Ini penjelasan soal PPKM skala mikro yang akan berlaku mulai pekan depan



KONTAN.CO.ID - JAKARTA. Presiden Joko Widodo telah memutuskan akan menerapkan Pemberlakuan Pembatasan Kegiatan Masyarakat (PPKM) berskala mikro mulai 9 Februari 2021. 

"Berdasarkan keputusan Presiden bahwa mulai 9 Februari ini akan dilaksanakan PPKM berskala mikro," ujar Ketua Bidang Penanganan Kesehatan Satgas Covid-19 Nasional, Brigjen TNI (Purn) Alexander Ginting dalam diskusi virtual yang digelar BNPB, Jumat (5/2). 

Dalam penerapan PPKM berskala mikro ini, Alexander menganjurkan setiap desa dapat mendirikan posko tanggap Covid-19. Posisi posko ini menjadi pelengkap upaya pemerintah menanggulangi penyebaran di wilayah hulu. 


Baca Juga: Banyak restoran tutup, PHRI proyeksikan 240.000 orang kehilangan pekerjaan

Selain itu, posko ini juga dapat berperan sebagai pendamping tim pelacak dan fasilitas kesehatan di tingkat desa seperti puskesmas. "Artinya harus ada posko di desa yang mendampingi puskemas, yang mendampingi tim pelacak. Sehingga mereka yang diisolasi harus 14 hari dikurung, kalau dikurung harus dikasih makan, harus diawasi," kata dia. 

Ia menambahkan, kian tingginya kasus Covid-19 di Indonesia membuat pemerintah mulai bergerak dengan membenahi permasalahan yang ada di hulu.

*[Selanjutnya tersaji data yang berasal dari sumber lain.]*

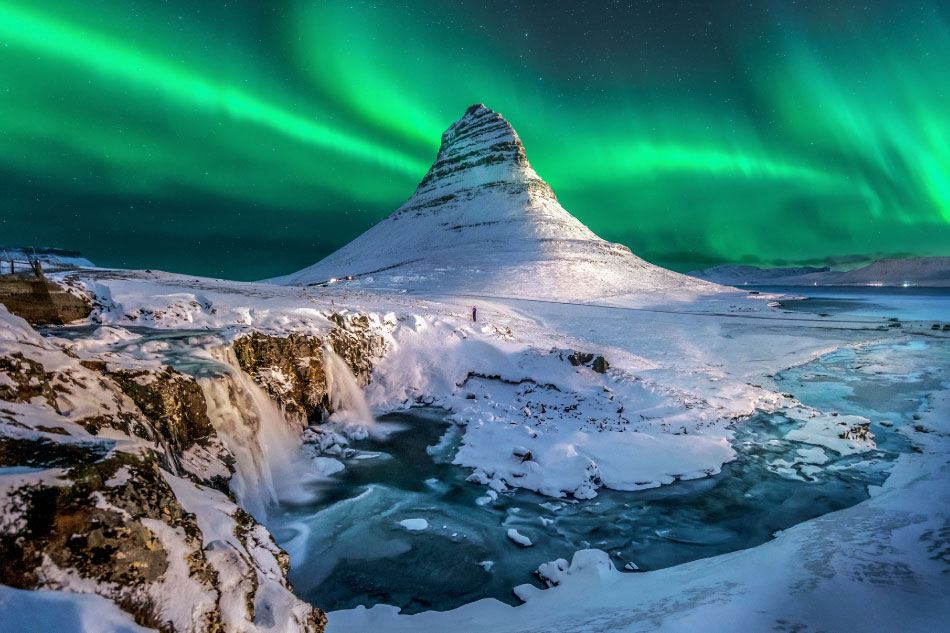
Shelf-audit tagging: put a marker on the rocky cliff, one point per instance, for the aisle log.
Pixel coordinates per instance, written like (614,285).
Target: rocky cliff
(482,220)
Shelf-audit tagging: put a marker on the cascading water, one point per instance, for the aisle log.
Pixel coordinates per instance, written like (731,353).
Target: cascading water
(346,397)
(268,460)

Akan tetapi, pembenahan ini bukan saja menjadi tanggung jawab petugas kesehatan, melainkan membutuhkan kerja sama semua pihak. 

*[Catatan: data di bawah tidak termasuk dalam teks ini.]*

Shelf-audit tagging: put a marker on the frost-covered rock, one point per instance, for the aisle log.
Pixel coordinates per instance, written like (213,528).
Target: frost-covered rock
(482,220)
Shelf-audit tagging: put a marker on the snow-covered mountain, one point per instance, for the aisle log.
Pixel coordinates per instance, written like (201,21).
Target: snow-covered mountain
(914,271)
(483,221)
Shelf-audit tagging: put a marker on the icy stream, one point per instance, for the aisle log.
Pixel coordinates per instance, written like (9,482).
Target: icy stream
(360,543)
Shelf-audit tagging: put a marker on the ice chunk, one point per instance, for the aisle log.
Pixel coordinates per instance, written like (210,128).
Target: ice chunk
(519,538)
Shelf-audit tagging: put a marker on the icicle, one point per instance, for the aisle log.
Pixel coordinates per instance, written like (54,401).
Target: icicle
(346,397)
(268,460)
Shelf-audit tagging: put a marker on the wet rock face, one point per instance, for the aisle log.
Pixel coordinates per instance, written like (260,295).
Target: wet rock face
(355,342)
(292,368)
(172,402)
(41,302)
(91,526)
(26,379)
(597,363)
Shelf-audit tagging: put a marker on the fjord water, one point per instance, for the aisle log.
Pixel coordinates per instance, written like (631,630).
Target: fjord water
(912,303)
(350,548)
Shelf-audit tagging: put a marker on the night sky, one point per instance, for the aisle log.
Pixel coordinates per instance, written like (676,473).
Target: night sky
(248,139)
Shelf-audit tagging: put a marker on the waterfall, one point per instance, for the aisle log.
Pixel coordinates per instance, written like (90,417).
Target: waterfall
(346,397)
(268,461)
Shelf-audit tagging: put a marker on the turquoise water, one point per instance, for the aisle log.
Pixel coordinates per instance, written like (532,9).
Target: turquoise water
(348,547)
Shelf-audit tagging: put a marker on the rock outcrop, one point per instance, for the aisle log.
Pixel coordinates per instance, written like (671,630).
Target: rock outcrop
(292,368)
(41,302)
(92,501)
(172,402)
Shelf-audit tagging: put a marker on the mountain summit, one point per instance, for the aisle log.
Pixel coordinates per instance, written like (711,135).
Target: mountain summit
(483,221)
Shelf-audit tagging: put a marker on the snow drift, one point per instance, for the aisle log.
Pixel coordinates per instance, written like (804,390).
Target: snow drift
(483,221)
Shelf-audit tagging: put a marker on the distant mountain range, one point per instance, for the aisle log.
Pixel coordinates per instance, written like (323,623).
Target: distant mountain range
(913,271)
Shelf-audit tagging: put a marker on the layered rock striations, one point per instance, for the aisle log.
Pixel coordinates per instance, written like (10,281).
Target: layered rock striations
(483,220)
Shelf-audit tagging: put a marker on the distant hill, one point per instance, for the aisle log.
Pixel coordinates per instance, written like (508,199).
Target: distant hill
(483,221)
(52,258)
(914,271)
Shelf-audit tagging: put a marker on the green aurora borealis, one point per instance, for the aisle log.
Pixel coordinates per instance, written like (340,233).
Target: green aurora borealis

Untuk itu, pemerintah akan mengintervensi permasalahan yang ada di hulu. "Karena itu, kita harus intervensinya sampai ke daerah yang paling jauh, ke rakyat pedesaan. Maka, dibuatlah sekarang programnya PPKM berskala mikro," imbuh dia. 

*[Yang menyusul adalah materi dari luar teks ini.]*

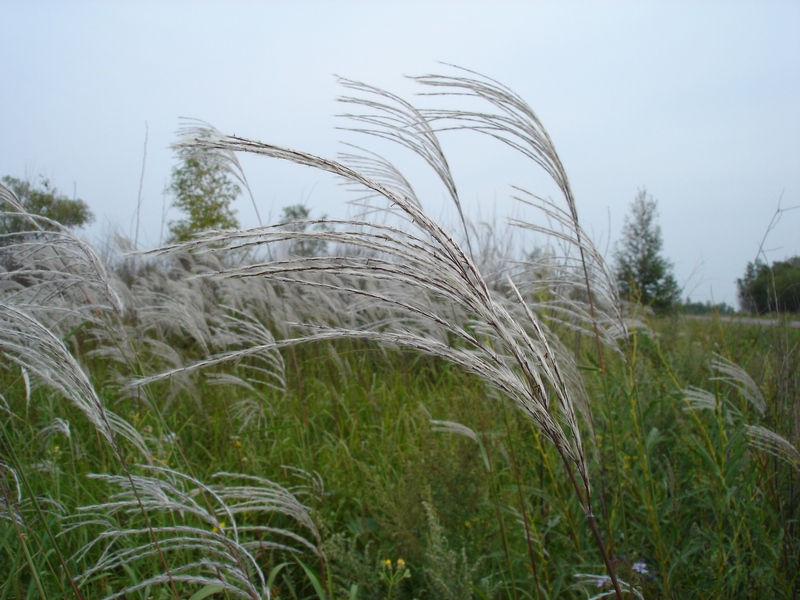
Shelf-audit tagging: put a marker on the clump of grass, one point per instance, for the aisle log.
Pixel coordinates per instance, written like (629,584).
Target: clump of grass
(501,340)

Baca Juga: Ini fokus pemerintah untuk kerek pertumbuhan ekonomi di tahun ini

PPKM Jawa-Bali sebelumnya telah berakhir. Akan tetapi, kebijakan ini dinilai belum efektif menekan laju penyebaran Covid-19 di kedua pulau. Hal tersebut juga diakui Presiden Joko Widodo.